Owners expect many customers to shy away from the area over safety concerns

[SINGAPORE] Restaurants in Little India expect to be significantly hit by Sunday night's riot as they think that customers would shy away from the area over safety concerns.

Owners of restaurants there estimate that they could lose as much as a third of their revenue over the next few months as patrons keep a wide berth of the area.

The Indian Restaurants Association Singapore (IRAS), which is made up mainly of restaurateurs in Little India, held an urgent meeting yesterday to discuss the issue and what could be done to mitigate the impact of the riots on their businesses.

Rajmohan, owner of Gandhi Restaurant and secretary of the IRAS, said that Singaporeans and other regular patrons were likely to avoid Little India after what has happened, particularly on Sundays when foreign workers from the Indian sub-continent congregate in the area.

"Many will not want to come here anymore on Sundays because they recognise that there could be problems. All of us will probably lose about 30 per cent of our business," he told The Business Times at the meeting.

BT was invited to the meeting by IRAS president C Sankaranathan, who is CEO of The Banana Leaf Apollo restaurant along Race Course Road, where Sunday night's incident took place.

The restaurateurs said that the root causes of the riot needed to be addressed before confidence could be restored among people who patronise the area.
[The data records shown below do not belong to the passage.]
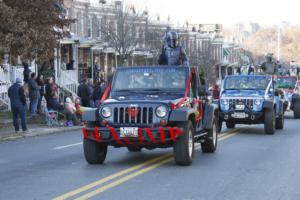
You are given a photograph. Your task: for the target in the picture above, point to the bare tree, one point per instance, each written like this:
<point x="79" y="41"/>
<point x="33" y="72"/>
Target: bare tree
<point x="121" y="33"/>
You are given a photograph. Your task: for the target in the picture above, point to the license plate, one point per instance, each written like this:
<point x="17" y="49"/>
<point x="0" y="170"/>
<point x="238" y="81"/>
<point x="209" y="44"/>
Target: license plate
<point x="239" y="115"/>
<point x="129" y="132"/>
<point x="240" y="107"/>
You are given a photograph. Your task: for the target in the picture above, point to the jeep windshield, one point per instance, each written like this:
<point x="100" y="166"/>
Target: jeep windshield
<point x="150" y="79"/>
<point x="286" y="82"/>
<point x="246" y="82"/>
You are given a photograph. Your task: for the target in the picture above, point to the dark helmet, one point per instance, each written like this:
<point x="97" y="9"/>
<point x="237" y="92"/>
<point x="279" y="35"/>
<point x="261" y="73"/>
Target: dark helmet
<point x="269" y="57"/>
<point x="173" y="39"/>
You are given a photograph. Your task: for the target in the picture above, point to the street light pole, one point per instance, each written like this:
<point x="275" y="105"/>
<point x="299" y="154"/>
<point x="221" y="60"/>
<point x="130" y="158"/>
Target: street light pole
<point x="279" y="42"/>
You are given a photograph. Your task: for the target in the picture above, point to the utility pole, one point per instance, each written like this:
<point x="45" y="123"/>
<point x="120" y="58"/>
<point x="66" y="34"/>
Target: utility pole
<point x="279" y="42"/>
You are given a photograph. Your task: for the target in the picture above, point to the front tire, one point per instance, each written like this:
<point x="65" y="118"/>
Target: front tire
<point x="297" y="110"/>
<point x="270" y="121"/>
<point x="94" y="152"/>
<point x="211" y="140"/>
<point x="184" y="145"/>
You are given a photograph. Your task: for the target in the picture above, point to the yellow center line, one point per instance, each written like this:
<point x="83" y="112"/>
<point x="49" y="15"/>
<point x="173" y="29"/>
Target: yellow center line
<point x="108" y="178"/>
<point x="163" y="159"/>
<point x="124" y="179"/>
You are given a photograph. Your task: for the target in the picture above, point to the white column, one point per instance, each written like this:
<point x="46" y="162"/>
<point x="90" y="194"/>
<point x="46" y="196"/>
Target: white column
<point x="56" y="63"/>
<point x="105" y="65"/>
<point x="92" y="57"/>
<point x="132" y="60"/>
<point x="116" y="58"/>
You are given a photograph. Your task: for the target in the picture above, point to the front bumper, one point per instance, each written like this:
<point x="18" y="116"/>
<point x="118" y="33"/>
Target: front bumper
<point x="157" y="137"/>
<point x="251" y="117"/>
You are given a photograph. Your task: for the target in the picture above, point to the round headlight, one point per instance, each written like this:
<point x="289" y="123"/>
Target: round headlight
<point x="224" y="102"/>
<point x="106" y="112"/>
<point x="257" y="102"/>
<point x="161" y="111"/>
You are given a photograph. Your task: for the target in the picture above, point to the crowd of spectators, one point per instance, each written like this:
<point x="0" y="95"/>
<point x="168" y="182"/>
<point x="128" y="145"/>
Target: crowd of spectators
<point x="38" y="89"/>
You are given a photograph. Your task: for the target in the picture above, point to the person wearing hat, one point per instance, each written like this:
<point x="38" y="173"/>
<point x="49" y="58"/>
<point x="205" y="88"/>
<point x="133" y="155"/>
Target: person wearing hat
<point x="18" y="104"/>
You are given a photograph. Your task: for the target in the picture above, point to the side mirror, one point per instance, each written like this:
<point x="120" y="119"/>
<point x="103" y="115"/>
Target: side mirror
<point x="202" y="90"/>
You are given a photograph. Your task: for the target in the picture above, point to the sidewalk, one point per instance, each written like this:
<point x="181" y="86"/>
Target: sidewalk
<point x="8" y="132"/>
<point x="36" y="128"/>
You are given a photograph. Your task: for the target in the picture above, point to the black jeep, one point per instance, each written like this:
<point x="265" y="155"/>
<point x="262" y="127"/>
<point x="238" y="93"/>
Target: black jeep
<point x="152" y="107"/>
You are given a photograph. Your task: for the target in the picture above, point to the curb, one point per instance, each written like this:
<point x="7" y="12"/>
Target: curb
<point x="40" y="133"/>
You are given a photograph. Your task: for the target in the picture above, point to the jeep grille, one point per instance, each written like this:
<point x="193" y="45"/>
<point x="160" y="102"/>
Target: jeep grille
<point x="144" y="115"/>
<point x="247" y="102"/>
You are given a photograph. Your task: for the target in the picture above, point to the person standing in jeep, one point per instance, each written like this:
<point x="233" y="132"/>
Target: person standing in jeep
<point x="173" y="53"/>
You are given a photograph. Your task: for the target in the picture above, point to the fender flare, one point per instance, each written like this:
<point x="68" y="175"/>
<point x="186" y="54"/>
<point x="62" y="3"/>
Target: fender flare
<point x="209" y="115"/>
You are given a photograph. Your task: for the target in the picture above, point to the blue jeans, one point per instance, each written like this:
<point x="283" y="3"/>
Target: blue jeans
<point x="33" y="106"/>
<point x="19" y="111"/>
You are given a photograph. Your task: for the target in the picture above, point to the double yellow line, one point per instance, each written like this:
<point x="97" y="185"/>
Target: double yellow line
<point x="137" y="170"/>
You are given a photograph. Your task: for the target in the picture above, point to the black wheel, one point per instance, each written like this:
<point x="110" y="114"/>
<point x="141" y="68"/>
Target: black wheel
<point x="94" y="152"/>
<point x="270" y="121"/>
<point x="210" y="143"/>
<point x="184" y="145"/>
<point x="220" y="125"/>
<point x="279" y="122"/>
<point x="296" y="110"/>
<point x="134" y="149"/>
<point x="230" y="125"/>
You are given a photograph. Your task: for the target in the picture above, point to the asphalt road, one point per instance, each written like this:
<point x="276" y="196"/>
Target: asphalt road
<point x="247" y="165"/>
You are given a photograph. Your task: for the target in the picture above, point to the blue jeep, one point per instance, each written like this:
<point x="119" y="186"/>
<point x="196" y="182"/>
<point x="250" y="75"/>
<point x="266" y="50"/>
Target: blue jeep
<point x="251" y="99"/>
<point x="288" y="86"/>
<point x="152" y="107"/>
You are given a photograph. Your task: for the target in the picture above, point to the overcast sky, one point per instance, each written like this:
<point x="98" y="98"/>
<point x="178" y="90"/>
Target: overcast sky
<point x="267" y="12"/>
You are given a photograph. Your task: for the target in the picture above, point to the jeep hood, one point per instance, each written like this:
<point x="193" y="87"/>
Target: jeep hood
<point x="243" y="93"/>
<point x="145" y="97"/>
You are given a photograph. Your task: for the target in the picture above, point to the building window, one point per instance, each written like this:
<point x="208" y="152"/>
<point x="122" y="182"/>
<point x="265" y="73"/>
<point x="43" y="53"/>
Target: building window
<point x="90" y="23"/>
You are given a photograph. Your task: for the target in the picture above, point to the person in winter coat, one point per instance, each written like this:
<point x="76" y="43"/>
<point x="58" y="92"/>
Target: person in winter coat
<point x="173" y="53"/>
<point x="91" y="87"/>
<point x="84" y="93"/>
<point x="51" y="96"/>
<point x="97" y="94"/>
<point x="34" y="94"/>
<point x="26" y="73"/>
<point x="18" y="104"/>
<point x="216" y="92"/>
<point x="40" y="81"/>
<point x="70" y="111"/>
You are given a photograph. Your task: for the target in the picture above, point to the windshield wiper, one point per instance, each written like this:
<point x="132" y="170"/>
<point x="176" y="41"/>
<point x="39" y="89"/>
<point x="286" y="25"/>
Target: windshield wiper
<point x="157" y="90"/>
<point x="126" y="90"/>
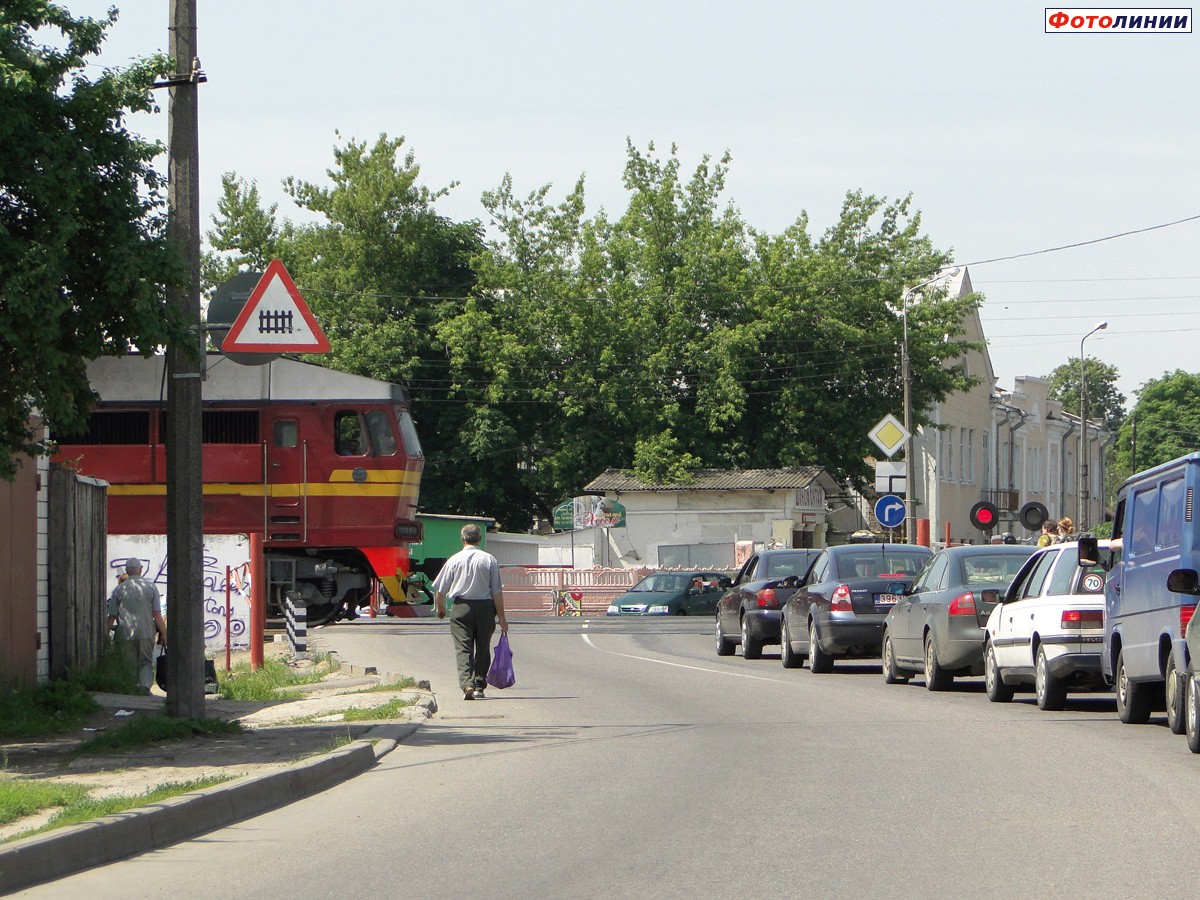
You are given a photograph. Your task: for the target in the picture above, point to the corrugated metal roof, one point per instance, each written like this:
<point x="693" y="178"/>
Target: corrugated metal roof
<point x="613" y="480"/>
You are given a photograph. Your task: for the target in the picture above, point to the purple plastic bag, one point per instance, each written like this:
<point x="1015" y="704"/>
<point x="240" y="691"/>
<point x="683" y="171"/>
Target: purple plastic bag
<point x="501" y="673"/>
Harikrishnan Muthusamy, adviser to the IRAS, reckoned that part of the problem lies with these workers congregating in big groups in the area.

The existence of such an enclave can give rise to herd behaviour, he felt, as the actions of one or two individuals may lead others to follow suit.

Others at the meeting felt that their patrons might feel intimidated by the large groups of foreign workers who congregate in the vicinity on Sundays, and the government should look into managing these crowds better.

The proliferation of liquor shops in the area is another problem, said Mr Rajmohan, who believes that the availability of cheap alcohol sold by vendors who open till late makes it easier for the workers to get intoxicated.

This sentiment was echoed yesterday by Transport Minister Lui Tuck Yew, who is MP for the ward in the Moulmein-Kallang GRC. Mr Lui said that he had been seeking curbs on alcohol sale there for a while, because he was concerned about the proliferation of liquor licences.

When BT visited the area yesterday afternoon, several groups of foreign workers were consuming large quantities of alcohol in liquor shops and along footpaths.

One of these outlets, Kudai Canteen, a popular watering hole of foreign workers on Sundays, sported a sign saying that consumption of alcohol was prohibited on its premises after 11.45 pm.

Businesses in the area told BT that the alcohol consumption problem is worse on Sundays as the foreign workers tended to drink until the late hours of the night.

One liquor store owner told BT that his business more than trebled on Sundays. "On normal weekdays, I can make slightly less than $1,500 of sales but on Sundays I can easily reach $4,500," said Krishnan Raju of Tasmac Mart on Chander Road.

He added that this was driven by sales to foreign workers and that business was so brisk on Sundays that he has had to turn them away so that he could shut his shop at 11 pm.